|
Thanks, especially the second paragraph. I'll probably update the post based on that (I've made several updates already). On 1, I'm wondering if there's some confusion, especially as I don't see what difference Volta makes here. I accept that the Vulkan spec makes no guarantees about thread scheduling fairness, and that one could write an adversarial but spec-compliant implementation which schedules the atomic bump of the first workgroup to claim the first partition, then context switches to the second workgroup and attempts to run it to completion, which will deadlock. But I think it is reasonable to make the assumption, for an extremely wide range of hardware, that when the atomic bump is scheduled, the code to compute the partition aggregate will make forward progress at least to the point where it writes that aggregate, which is all that is required for completion. Note that this all of this is about a workgroup depending on the progress of another workgroup. Obviously if invocations within a workgroup were depending on the progress of other invocations within the same workgroup, that would be a problem, but of course there are control barriers for that. I don't see how it is any more technically safe to run this on Volta than any other hardware. If there is a document that guarantees stronger forward progress than mandated by the spec, I'm unaware of it. From my reading of the spec, there is no way to write a one-pass prefix sum that is technically guaranteed deadlock-free. I'd argue that this is a defect of the spec, as there's a gap between useful guarantees that can safely be made by all real hardware and what the spec provides. I'll allow that fixing this defect is not easy. Until then, I think a good strategy is to ignore the defect. On 3, while I hope to avoid code duplication, so far our track record has been pretty rough. For piet-metal, I tried writing the kernel in subgroup size adaptive way, but had problems with size 64 subgroups, as that requires dealing with 64 bit ballot values, and I never got that to work (I don't have 64 bit hardware in front of me, so had to iterate by asking other people to test). Also, for Brian's work on 32x32 boolean matrix transpose, we tried a hybrid approach using both subgroups and thread local storage, and performance was really disappointing. But, armed with this experience, perhaps we can do better going forward. |
The property you're describing is discussed in https://johnwickerson.github.io/papers/forwardprogress_concu..., page 1:10:
"After probing our zoo of GPUs with litmus tests, we determined that all GPUs had the following property: once a work-group begins executing a kernel (i.e. the work-group becomes occupant on a hardware resource), it will continue executing until it reaches the end of the kernel. We call this execution model the occupancy bound execution model, because the number of work-groups for which relative forward progress is guaranteed is bound by the hardware resources available for executing work-groups; i.e. the hardware resources determine how many work-groups can be occupant."

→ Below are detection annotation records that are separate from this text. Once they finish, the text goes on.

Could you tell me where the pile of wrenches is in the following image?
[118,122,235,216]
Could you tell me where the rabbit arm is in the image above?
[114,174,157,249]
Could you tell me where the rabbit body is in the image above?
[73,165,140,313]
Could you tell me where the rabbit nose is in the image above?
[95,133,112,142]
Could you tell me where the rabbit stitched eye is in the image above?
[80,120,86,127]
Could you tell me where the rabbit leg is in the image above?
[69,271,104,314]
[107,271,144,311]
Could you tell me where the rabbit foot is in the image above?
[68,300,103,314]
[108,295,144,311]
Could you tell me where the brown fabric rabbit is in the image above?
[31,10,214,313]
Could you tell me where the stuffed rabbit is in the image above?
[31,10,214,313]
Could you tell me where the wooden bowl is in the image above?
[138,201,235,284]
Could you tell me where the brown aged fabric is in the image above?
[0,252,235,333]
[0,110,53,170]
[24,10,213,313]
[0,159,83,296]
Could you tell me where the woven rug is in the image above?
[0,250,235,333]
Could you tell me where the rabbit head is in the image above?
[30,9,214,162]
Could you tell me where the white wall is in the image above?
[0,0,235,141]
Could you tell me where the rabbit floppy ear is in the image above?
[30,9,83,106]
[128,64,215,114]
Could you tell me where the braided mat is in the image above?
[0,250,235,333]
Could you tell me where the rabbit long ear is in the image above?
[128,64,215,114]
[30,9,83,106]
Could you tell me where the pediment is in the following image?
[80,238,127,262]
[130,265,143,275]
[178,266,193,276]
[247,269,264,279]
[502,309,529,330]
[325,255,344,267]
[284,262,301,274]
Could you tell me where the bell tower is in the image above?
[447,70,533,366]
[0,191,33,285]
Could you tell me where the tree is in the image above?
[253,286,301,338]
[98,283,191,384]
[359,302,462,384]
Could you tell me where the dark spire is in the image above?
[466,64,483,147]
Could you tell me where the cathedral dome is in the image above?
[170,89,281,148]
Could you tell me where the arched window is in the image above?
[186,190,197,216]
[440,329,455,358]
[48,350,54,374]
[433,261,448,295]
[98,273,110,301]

However, I know even that property is not true of all GPUs and thus cannot be assumed by Vulkan spec compliant code. (I actually doubt it's true of any GPU's pre-Volta - it's just that the progress needed is often a natural side-effect of switching between threads for latency hiding).
Volta does guarantee this property + more. All starvation-free algorithms are supported by the architecture. See https://devblogs.nvidia.com/inside-volta/. In particular, this line:
"Independent thread scheduling in Volta ensures that even if a thread T0 currently holds the lock for node A, another thread T1 in the same warp can successfully wait for the lock to become available without impeding the progress of thread T0."
Independent thread scheduling is often thought about as providing a deadlock freedom guarantee between threads in the same warp, but the same guarantees must also extend to coarse execution scopes (e.g. a workgroup waiting on another workgroup).
So, as far as Vulkan is concerned, I do not consider this a defect in the spec. I have seen this exact algorithm deployed in production and deadlock despite never having deadlocked at the developer's desk.
On 3 - sounds like another good blog post topic. It'd be interesting to hear your experience trying to (and being unable to) write shaders that are subgroup agnostic but use subgroup functionality. I should Brian's blog post on the matrix transpose as well, maybe some of that experience is documented there.